In his presidential address to the Institution of Locomotive Engineers in 1948, Lt-Col Harold Rudgard credits William Stroudley with the invention of a speed indicator1. Stroudley’s speed indicator was a novel design. A fan was driven from the axle of the rear trailing wheel by a belt. This pumped air into a gauge glass on the footplate. Higher speeds would force a ball sat in the glass upwards and this could be read against a gauge next to the glass.
Our attention soon turned to the London, Brighton and South Coast Railway Class G – designed by William Stroudley.

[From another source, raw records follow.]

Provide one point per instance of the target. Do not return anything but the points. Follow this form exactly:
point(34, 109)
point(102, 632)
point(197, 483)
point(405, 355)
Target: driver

The first of Stroudley’s speed indicators was fitted to locomotive Grosvenor, built in 1874. 13 more locomotives were ordered with some modifications, the last being delivered in 1881. Of course the fitting of the speed indicator to the prototype could have been a one-off. so the clincher came in the form of two images we found. The first was a photograph of No.336 Edinburgh, clearly showing the speed indicator fitted to the frames behind the single driving wheel. The second was a set of drawings in our archive showing Stroudley’s patented speed indicator. One drawing shows the speed indicator as fitted to No.350 Southbourne (below).
From this we can be fairly certain that speed indicators were fitted to the whole class from new, and we believe this was the first time this happened in Britain. This was in fact 60 years before the LNER fitted its P2s with speed recorders, and even 27 years before the French patented their Flaman speed recorder. The LB&SCR continued to fit speed indicators to its locomotives. Indeed, one survives in the National Collection as fitted to Gladstone, and you can see it in Station Hall:
Of course, it’s nearly impossible to say how many accidents or lives could have been saved if the speed indicator had been fitted to other locomotives in Britain in addition to those on the Brighton lines. We can’t see an obvious reason why Stroudley and the LB&SCR introduced them when we can find no other pre-grouping company2 that decided to use them.
By the way, if you know something about speed indicators that we’ve missed or of other uses of speed indicators before the LB&SCR Class G, let us know by commenting below. For more about the Inreach service or if you have your own enquiry, see our enquiries page for advice and contact details.
1 A quick note: Stroudley didn’t invent the first speed indicator. We have one in our collection that was made in 1858, but we have no idea where it came from and we believe it was a one-off.
2 Except for the London & South Western Railway, which from our drawings collection appears to have tried a few speed recorders around 1909, but still much later than the LB&SCR.